Quick pitch before we jump into the conversation. We are doing a newsletter called Pathways. Please go sign up for that so you can get additional information from us or deeper dives into topics or interesting ideas that we find along the way. That'll be one of the primary ways for you to interact with us and get ideas to us, for us to discuss or look into or whatever you wanna say. Family [00:01:00] recipes, whatever. So that pitch being done, Alex, you had the idea. Start us off.
AI Agents and Current Technology
Alex Pokorny: Sure. Yeah. Just as a common topic, going around with the AI circles right now, I'm talking about agentic AI or AI agents. Mm-hmm. And also open AI just had a release that basically is able to incorporate open AI's chat GPT into other products that go calendar, other things like that, Gmail and.
A few of us have also been playing around with some other kind of connection based kind of tools. Like Zapier is a common one that everyone probably has heard of, but n8n make, make.com is the other one. Those kind of ones, they try to connect together different pieces of software and different platforms, and then usually there's some kind of trigger.
This thing does this. So if someone fills out a form on your website that. It goes into a Google Doc and then or Google sheet, and there's a reply to that from Eloqua. HubSpot has this, Salesforce has this. Eloqua itself actually just has it prebuilt in, it's [00:02:00] not new tech, right? So there's this line between what we have today, which is chatbots.
Basically what we have kind of coming. That's old tech gone new, which is if this, then that or workflows or apps or software or automated triggers, whatever you wanna call it, right? Which is basically just different connection points that are automated. And then there's this next giant leap on the other side of the Grand Canyon that suddenly is agentic AI and a GI.
And I'm, I'm struggling with how do we get from where we are today, what we're talking about and what kind of things are possible with the current tech.

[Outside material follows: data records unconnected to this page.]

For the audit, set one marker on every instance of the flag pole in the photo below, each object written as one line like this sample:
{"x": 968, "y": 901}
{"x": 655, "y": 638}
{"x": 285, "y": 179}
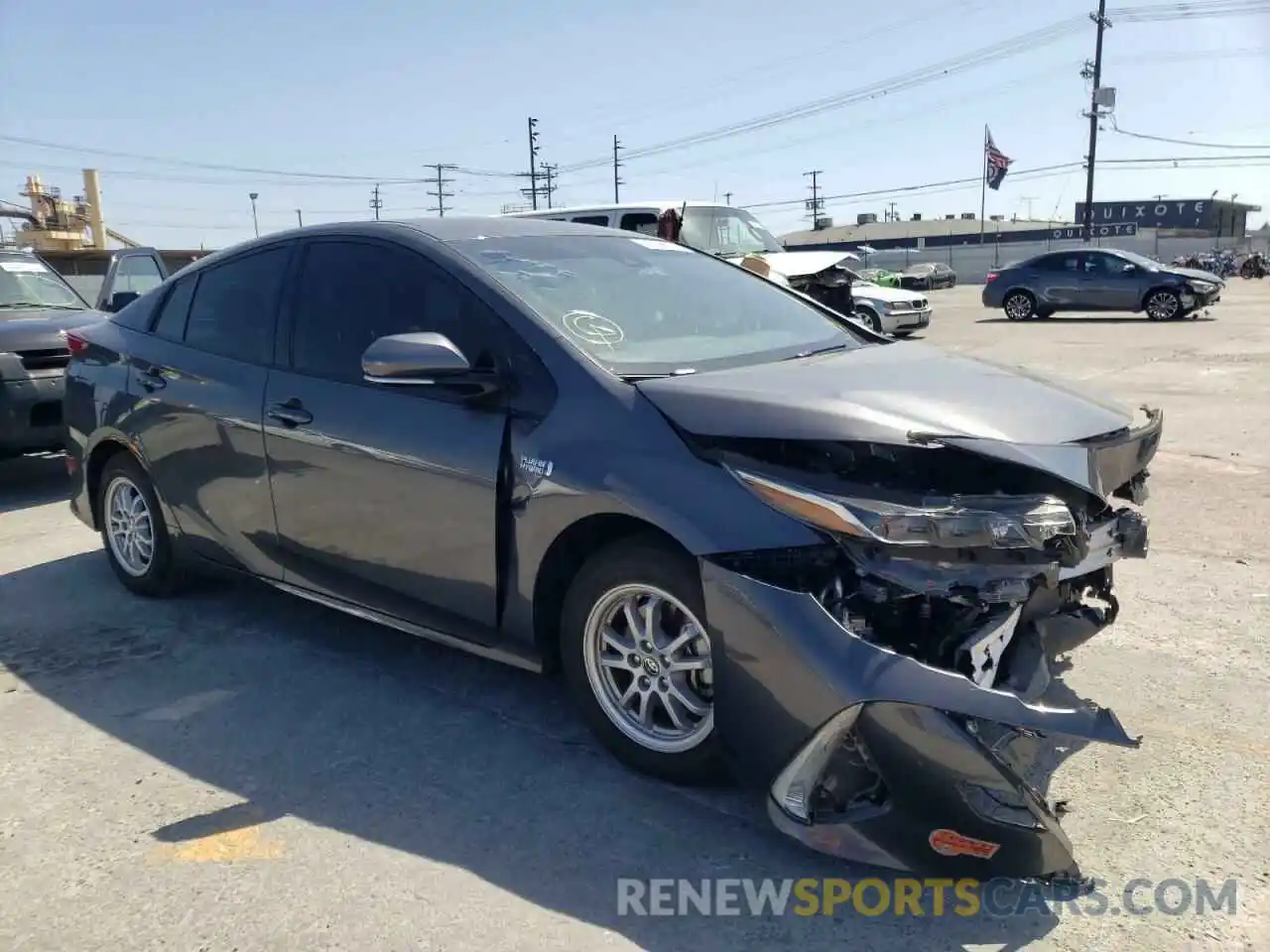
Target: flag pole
{"x": 983, "y": 181}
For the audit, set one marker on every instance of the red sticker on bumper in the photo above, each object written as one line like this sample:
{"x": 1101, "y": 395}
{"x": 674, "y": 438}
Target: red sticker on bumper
{"x": 952, "y": 843}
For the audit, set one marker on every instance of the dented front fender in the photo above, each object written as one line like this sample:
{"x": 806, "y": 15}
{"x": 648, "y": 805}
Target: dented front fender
{"x": 784, "y": 666}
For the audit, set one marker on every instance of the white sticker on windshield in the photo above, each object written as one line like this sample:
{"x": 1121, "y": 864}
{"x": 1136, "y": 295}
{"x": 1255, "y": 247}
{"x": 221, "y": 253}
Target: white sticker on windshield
{"x": 659, "y": 245}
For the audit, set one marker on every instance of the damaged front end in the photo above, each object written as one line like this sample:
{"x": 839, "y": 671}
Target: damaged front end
{"x": 830, "y": 287}
{"x": 888, "y": 685}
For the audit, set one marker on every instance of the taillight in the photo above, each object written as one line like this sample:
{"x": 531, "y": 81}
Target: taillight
{"x": 75, "y": 343}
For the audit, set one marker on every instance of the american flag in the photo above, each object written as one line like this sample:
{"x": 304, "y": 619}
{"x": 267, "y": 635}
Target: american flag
{"x": 997, "y": 163}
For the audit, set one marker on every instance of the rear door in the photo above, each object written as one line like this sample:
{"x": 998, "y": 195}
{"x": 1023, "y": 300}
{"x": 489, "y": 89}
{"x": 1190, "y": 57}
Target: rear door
{"x": 198, "y": 382}
{"x": 1058, "y": 278}
{"x": 1107, "y": 287}
{"x": 385, "y": 495}
{"x": 131, "y": 275}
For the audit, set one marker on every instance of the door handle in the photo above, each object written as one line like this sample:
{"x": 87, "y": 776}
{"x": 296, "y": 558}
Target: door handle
{"x": 151, "y": 380}
{"x": 290, "y": 413}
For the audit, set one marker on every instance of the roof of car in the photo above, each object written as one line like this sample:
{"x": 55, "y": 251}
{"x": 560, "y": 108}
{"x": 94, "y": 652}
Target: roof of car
{"x": 661, "y": 204}
{"x": 456, "y": 229}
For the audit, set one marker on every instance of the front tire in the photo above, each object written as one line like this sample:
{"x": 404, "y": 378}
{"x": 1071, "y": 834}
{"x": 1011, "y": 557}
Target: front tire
{"x": 870, "y": 316}
{"x": 635, "y": 653}
{"x": 134, "y": 531}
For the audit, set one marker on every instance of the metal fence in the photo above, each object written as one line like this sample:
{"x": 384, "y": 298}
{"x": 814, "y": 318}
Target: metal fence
{"x": 971, "y": 263}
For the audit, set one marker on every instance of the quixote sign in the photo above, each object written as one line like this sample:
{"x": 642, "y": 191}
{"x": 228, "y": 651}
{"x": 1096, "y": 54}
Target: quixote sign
{"x": 1078, "y": 231}
{"x": 1166, "y": 213}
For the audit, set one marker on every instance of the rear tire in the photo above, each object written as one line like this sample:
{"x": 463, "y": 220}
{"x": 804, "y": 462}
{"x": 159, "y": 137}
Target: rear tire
{"x": 1162, "y": 304}
{"x": 134, "y": 531}
{"x": 1019, "y": 306}
{"x": 626, "y": 634}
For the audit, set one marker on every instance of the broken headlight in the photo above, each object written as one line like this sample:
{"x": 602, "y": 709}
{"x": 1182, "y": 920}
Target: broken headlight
{"x": 952, "y": 522}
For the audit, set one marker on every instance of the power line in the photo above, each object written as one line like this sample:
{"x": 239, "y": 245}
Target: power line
{"x": 1179, "y": 141}
{"x": 1039, "y": 172}
{"x": 1014, "y": 46}
{"x": 440, "y": 193}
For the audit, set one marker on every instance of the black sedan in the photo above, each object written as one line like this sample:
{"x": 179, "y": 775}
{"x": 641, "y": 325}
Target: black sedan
{"x": 756, "y": 538}
{"x": 1100, "y": 280}
{"x": 928, "y": 277}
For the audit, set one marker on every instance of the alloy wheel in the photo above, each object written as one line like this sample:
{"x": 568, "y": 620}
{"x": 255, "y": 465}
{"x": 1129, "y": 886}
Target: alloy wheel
{"x": 1019, "y": 307}
{"x": 130, "y": 527}
{"x": 1162, "y": 304}
{"x": 648, "y": 662}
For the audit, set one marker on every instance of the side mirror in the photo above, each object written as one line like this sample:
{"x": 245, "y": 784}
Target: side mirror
{"x": 119, "y": 301}
{"x": 417, "y": 359}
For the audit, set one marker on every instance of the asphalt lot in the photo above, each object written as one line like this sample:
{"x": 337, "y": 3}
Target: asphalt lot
{"x": 238, "y": 770}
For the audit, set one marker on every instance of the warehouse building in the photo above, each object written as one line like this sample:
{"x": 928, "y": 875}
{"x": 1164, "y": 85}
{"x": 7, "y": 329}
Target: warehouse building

And then where on earth, somehow the discussion about agentic AI and what it's able to do, which is this like, you know, amazing home robot sort of thing that apparently is able to do everything very simply, right?
Who's on the other side of the Grand Canyon? And I, I, I can't rationalize that story. I can't wrap my head [00:03:00] around it that well. So I want to talk to you guys about it. Of the, the few little experiences that I've had recently that have been kind of leading up to this. And then trying to get an understanding of the statements out there right now about AI and what it can currently do are in like two different worlds.
And I, I, I don't know what's in between. I don't know what, what the bridge is in between these two pieces. So I really wanna talk to you guys as well about where have you seen this going? Do you see it continuing all the way through, or do you think there's a gap somewhere and we're gonna get a little time to cold today.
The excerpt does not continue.